Bir Yıl Biter, Bir Yenisi Gelirken…
İster gök cisimlerinin büyük patlamadan beri kim bilir kaçıncı kez tekrarladığı, kim bilir daha kaç kez tekrarlayacağı kavuşumlar, kesişimler, itmeler ve çekmelerin muştuladığı yeni bir musibetler çağının öngünü addedelim, ister Tanrının kulağımızı bükmesi kabul edelim. İster peş peşe sıralayalım beylik lafları, “İnsan doğanın virüsüdür,” diyelim söz gelişi –haksız da sayılmayalım üstelik. İster Mars’a daha bir alıcı gözle bakalım.
İster kabul edelim ister mahirane bahaneler üretelim, insan türünün de büyük ölçüde onun yüzünden başka nice türün de hâli pürmelâli ortada.

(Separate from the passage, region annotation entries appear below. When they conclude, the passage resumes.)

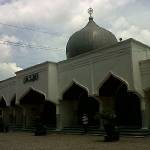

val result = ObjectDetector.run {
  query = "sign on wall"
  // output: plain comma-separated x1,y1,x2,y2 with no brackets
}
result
23,73,39,83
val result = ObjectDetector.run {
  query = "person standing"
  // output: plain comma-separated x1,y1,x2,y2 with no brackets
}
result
82,114,88,133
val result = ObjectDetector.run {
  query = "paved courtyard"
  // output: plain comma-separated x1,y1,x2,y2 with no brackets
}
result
0,132,150,150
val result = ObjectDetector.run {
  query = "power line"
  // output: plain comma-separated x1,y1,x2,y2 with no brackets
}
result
0,40,63,50
0,22,58,35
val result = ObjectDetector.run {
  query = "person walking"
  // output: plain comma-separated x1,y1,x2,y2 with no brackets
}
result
82,114,88,133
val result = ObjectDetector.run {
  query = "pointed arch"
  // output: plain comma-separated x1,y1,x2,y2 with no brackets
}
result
116,91,142,128
99,72,128,97
62,80,89,100
0,96,7,108
10,94,16,107
20,87,45,105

Hâlen göremiyorsak, kibirden, hırstan kan bürümüş gözlerimizi dinlendirip, belki güzel bir uyku çekip bir kez daha bakalım.
Ve artık daha fazla kandırmayalım kendimizi. Doğaya hükmetme aymazlığına da oturduğumuz yerden karalar bağlayıp dünyaya ağıt yakma işine de bir son verelim artık. Bu usul, bu sakin, bu heybetli, bu debdebeli, bu kaotik yeryüzü hep bir yolunu bulmuştur, yine bulur, buluyor şu saniye bile. Biz kendi derdimize yanalım.

Özcesi, hâlimiz malûm. Önümüzde iki yol uzuyor: Ya bu güzelim yeryüzünün, bu caaanım yaşam orkestrasının milyarlarca yıldır müthiş bir ahenkle söyleyegeldiği şarkıyı bet sesimizle berbat etmeye devam edecek ve korodan def(n)edileceğiz. Ya da kurdun, kuşun, böceğin yanında, ıhlamur ağacının, kayın ağacının, sedir ağacının berisinde, ılık esen sabah yelinde, çağlayan derelerde, otlaklarda biten çiy tanelerinde arayacak, bulacağız özümüzü.
A7 Kitap olarak ikinci yoldan tarafız biz. Çayırlarda koşmaktan, ağaçlara tünemekten, kulaklarımızda uğuldayan otların hışırtısından tarafız. Ve kuşlar ötüşürken dallarda, Thoreau, söz temsili, yabanî elmalardan bahis açarsa hele bir de! Emerson dizlerinin üstüne çökmüş, hayranlıkla inceleyedursun bir yoncayı, Rousseau başı önde aşarsa yeşil tepeciği hele… Elbet çağırırız adını. Dalgın, şaşkın –eh, Rousseau bu– biraz da huysuz bir bakışla kaldırır başını. Buyur eder, bir bardak su, leziz yemişler ikram ederiz hürmetle.
Çayırlar engin, çayırlar alabildiğine yeşil olacak bu bahar yine. Ve eriyecek karları dağların. Sular taptaze, sular gürül gürül, sular eski, yeni patikalardan inecek düzlüklere. Hep birlikte içelim, hep birlikte yunalım, hep birlikte göverelim, “bu davet bizim.”